You aren't asking them to invest $100k/yr. You're asking them to bring you in to an on-site interview. A few hours of their time for a few hours of your own is much more equitable.
The point is that they pay you the $100k for the time you give them as an employee. They don't pay you a cent for the interview project, so you shouldn't give them a single second in return.
They don't pay you for the interview, but that usually costs the company several man-hours worth of work just for the time an applicant is on-site. Should applicants be reimbursing companies for failed interviews?
Maybe. I've always thought it would be interesting to make applicants pay an application fee. This would cut down on people "spraying and praying" with their application, and would lessen the workload for companies. It would also justify spending more time and effort in reading applications, since the company isn't just wasting resources reading bad applications.
Even under the current system, at least the waste is symmetric. I give up a few hours of my time, and the company gives up a few hours of its time. There's equity. The mutual work that the company and applicant do offset each other.
A take-home test model skews that balance in favor of the company. An applicant can spend 10 or more hours working the project. The company can run it through an automated testing suite and have a recruiter spend five minutes looking it over. The system is designed to waste more of the applicant's time and less of the company's.
> Even under the current system, at least the waste is symmetric.
But it's never symmetric. Someone in HR spent time setting up the job posting and managing the process. Someone in management took the time to respond to HR and review your resum, then approve the interview.

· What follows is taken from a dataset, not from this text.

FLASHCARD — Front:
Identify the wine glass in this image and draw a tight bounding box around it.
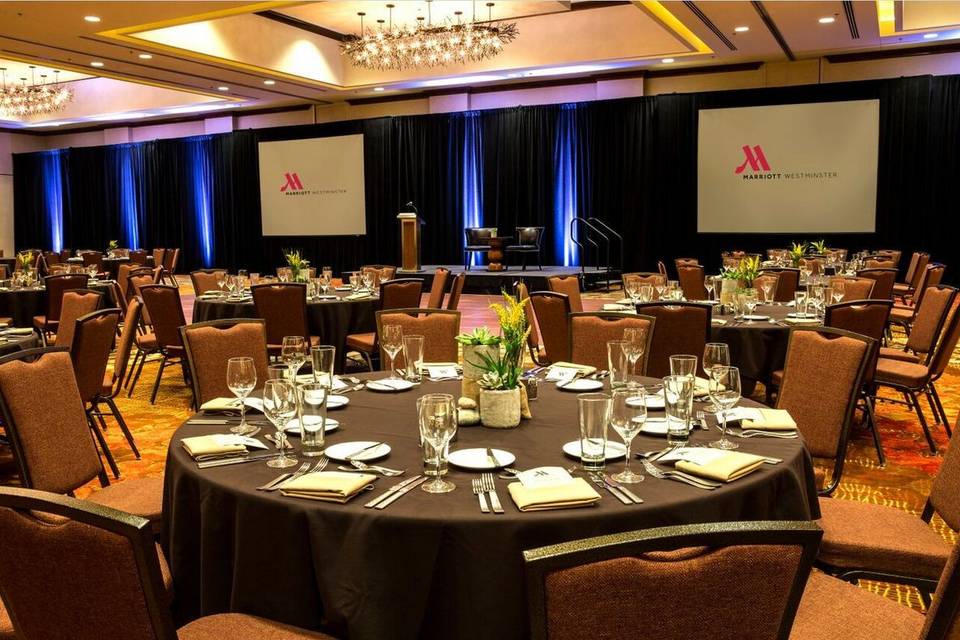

At least one person at a time is in the interview with you. Then the entire team will spend time afterward breaking it down.
A single hour spent by a bad candidate wastes at least 3 man-hours of work by the company, and most likely more.
> A single hour spent by a bad candidate wastes at least 3 man-hours of work by the company, and most likely more.
So? Companies need employees. They have to do what it takes to get them. If it weren't worth it, they wouldn't do it.
It makes sense to me that more time in aggregate is spent by the company than the candidate, because the company has dedicated recruiting/HR/coordination people that handle the process. I, as an already full-time employed developer, don't have as much time to burn with interviewing.
That interview costs me at least $500 cash -- my take home pay for the day of vacation I would have to give up. I value my vacation days at rather more than $500 actually, because I have so few of them.
It's not unreasonable for the company to ask for a few hours of the person they actually end up hiring. It's wasting the time of the dozens of other people that will never get reasonable consideration that's objectionable.
Wasting candidate time should never be used for screening. At most, steps that take a significant amount of time or effort should be reserved solely for determining the order in which the acceptable candidates receive offers, and the amounts of those offers.
And if you're worth $100k/year and they're asking for a day of your time, it's not unreasonable for you to ask for $500 from them for turning up. How many employers do you know who offer that to all of their interview candidates?